Le Culturel a eu accès en premier aux dernières découverte des Archives générales du Palais. Il est apparu lettre adressée au roi Ferdinand VII dans lequel le célèbre journaliste, écrivain et homme politique, l’une des figures les plus marquantes du romantisme espagnol, s’est présenté comme candidat à un vacant survenu après la mort du doyen bibliothécaire, Elías Scidiac y Rubí.
Il y avait alors une chaîne de promotions à partir des postes inférieurs, et le plus bas des rangs était gratuit : celui de quatrième commis.
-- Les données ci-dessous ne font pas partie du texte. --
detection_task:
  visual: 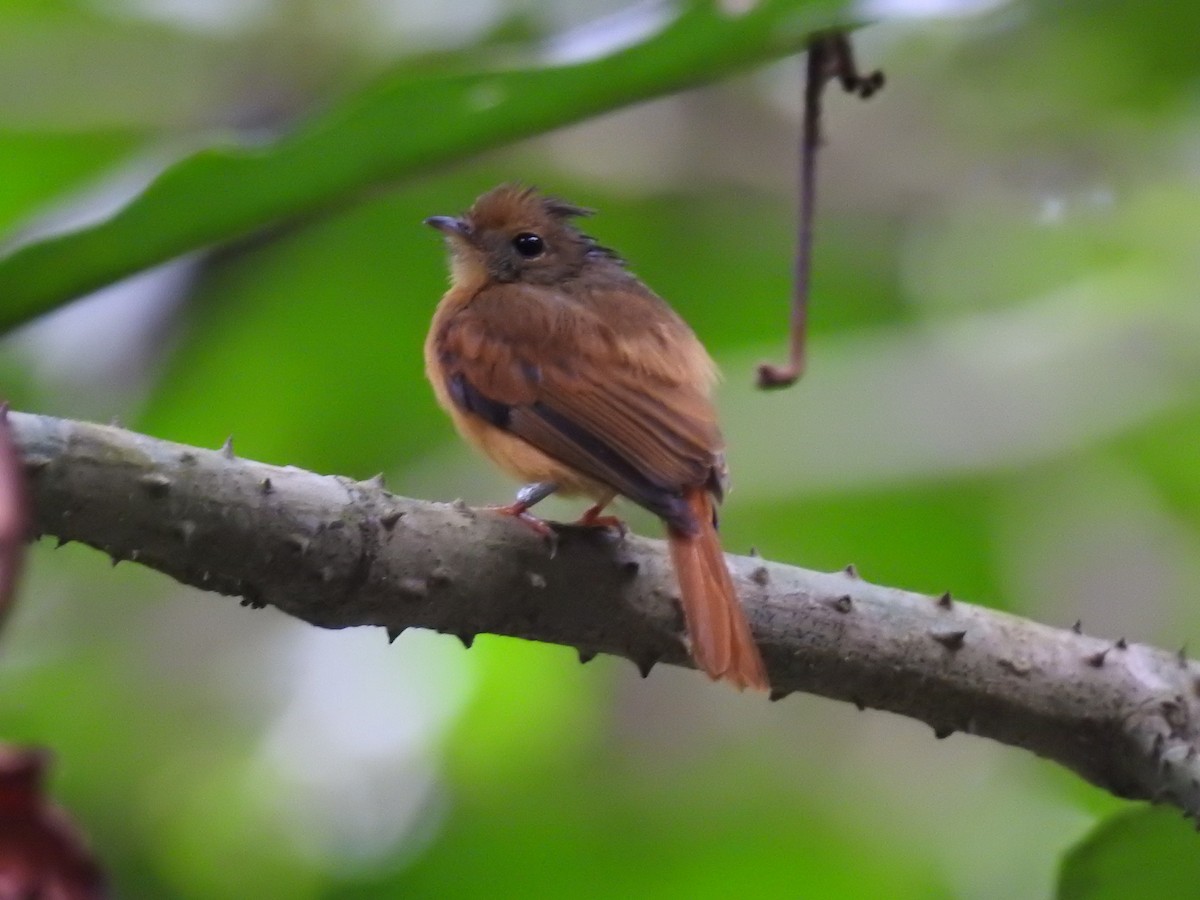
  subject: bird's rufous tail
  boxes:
[667,487,770,690]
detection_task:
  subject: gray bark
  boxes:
[8,413,1200,816]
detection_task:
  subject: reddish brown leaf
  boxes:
[0,745,108,900]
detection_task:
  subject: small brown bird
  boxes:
[425,185,769,690]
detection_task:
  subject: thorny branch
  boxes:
[8,413,1200,817]
[758,31,883,389]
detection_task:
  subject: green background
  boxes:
[0,0,1200,900]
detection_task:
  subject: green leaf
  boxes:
[1057,806,1200,900]
[0,0,840,331]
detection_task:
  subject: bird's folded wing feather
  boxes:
[437,284,721,523]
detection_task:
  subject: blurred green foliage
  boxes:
[0,0,1200,900]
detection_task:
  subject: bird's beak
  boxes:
[425,216,470,238]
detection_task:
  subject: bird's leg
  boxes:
[492,481,558,541]
[575,493,629,538]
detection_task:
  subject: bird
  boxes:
[425,184,769,690]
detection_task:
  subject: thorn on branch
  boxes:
[1084,647,1112,668]
[826,594,854,613]
[929,630,967,652]
[175,518,196,547]
[634,654,659,678]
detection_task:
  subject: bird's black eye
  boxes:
[512,232,546,259]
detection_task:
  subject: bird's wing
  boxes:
[436,284,721,530]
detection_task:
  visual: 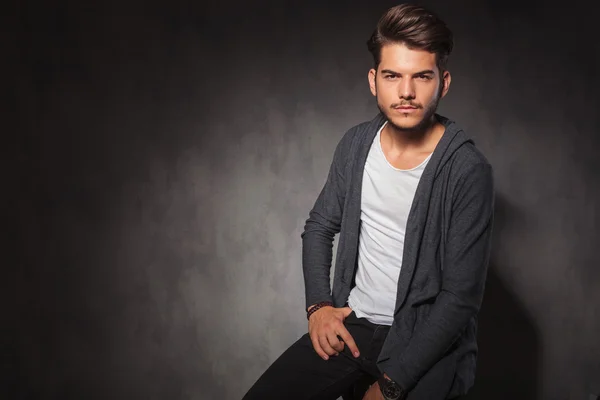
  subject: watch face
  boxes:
[381,382,400,399]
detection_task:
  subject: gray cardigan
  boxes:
[301,113,494,400]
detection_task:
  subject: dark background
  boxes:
[0,0,600,400]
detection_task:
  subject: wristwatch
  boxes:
[378,375,406,400]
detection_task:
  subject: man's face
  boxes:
[369,43,450,132]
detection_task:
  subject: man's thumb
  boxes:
[342,307,352,318]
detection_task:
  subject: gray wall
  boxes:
[8,1,600,400]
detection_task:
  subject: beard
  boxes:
[377,85,443,135]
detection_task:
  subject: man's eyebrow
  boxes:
[381,69,435,76]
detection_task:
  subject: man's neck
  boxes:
[381,118,445,154]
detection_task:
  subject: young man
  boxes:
[244,5,494,400]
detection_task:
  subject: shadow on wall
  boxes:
[465,195,540,400]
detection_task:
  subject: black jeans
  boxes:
[243,312,390,400]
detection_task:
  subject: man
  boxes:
[245,4,494,400]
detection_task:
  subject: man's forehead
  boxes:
[380,43,436,70]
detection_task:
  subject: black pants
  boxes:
[244,312,390,400]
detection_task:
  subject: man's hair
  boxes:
[367,4,454,72]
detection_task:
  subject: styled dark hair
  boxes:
[367,4,454,72]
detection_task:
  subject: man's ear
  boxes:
[368,68,377,96]
[440,71,452,98]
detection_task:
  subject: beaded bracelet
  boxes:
[306,301,333,319]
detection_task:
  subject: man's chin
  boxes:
[387,115,423,131]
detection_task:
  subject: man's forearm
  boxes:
[302,211,335,308]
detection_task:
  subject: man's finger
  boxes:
[310,334,329,360]
[319,334,337,356]
[338,325,360,357]
[327,332,344,353]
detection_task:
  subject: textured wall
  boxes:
[5,1,600,400]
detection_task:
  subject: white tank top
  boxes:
[348,124,431,325]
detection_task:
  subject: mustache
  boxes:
[390,103,421,108]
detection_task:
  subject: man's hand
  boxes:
[308,306,360,360]
[363,382,384,400]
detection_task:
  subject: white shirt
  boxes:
[348,124,431,325]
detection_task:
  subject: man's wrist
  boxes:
[378,373,407,400]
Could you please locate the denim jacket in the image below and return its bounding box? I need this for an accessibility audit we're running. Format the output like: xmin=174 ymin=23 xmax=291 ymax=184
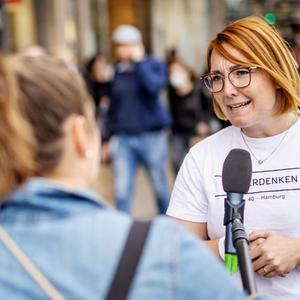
xmin=0 ymin=178 xmax=245 ymax=300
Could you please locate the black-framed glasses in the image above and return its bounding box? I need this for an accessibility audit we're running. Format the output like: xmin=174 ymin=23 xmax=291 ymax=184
xmin=200 ymin=66 xmax=257 ymax=93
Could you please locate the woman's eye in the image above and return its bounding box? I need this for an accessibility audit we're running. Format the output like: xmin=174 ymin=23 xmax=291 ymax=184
xmin=211 ymin=75 xmax=222 ymax=82
xmin=234 ymin=69 xmax=249 ymax=76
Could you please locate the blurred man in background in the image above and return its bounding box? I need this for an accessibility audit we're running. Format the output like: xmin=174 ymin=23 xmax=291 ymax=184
xmin=103 ymin=25 xmax=171 ymax=214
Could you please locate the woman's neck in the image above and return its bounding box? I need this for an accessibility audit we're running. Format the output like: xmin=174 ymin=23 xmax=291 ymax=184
xmin=241 ymin=112 xmax=299 ymax=138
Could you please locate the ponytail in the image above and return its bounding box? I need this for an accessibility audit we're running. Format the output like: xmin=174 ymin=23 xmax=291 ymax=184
xmin=0 ymin=55 xmax=35 ymax=199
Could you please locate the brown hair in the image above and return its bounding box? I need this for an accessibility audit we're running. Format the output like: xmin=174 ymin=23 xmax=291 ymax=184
xmin=0 ymin=56 xmax=92 ymax=196
xmin=207 ymin=16 xmax=300 ymax=119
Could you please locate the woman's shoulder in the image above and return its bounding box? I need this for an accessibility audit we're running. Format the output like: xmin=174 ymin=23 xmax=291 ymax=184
xmin=190 ymin=126 xmax=240 ymax=154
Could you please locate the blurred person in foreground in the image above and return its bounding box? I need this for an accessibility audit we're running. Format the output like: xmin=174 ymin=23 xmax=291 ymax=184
xmin=103 ymin=25 xmax=171 ymax=214
xmin=168 ymin=60 xmax=221 ymax=174
xmin=0 ymin=56 xmax=258 ymax=300
xmin=167 ymin=17 xmax=300 ymax=300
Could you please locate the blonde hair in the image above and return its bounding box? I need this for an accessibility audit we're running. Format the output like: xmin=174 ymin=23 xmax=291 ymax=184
xmin=0 ymin=55 xmax=92 ymax=197
xmin=207 ymin=16 xmax=300 ymax=119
Au-dessus se trouvaient quatre bibliothécaires, huit officiers et trois commis.
La Bibliothèque royale, créée par Philippe V lors de son arrivée en Espagne au début du VIIIe siècle, abrite des joyaux historiques tels que le livre d’heures d’Isabelle la Catholique, la Bible royale parrainée par Philippe II en huit volumes et quatre langues. – hébreu, grec, latin et araméen—, éditions originales de Don Quichotte, La Celestina et la Grammaire de Nebrija ou une importante collection de manuscrits d’Amérique.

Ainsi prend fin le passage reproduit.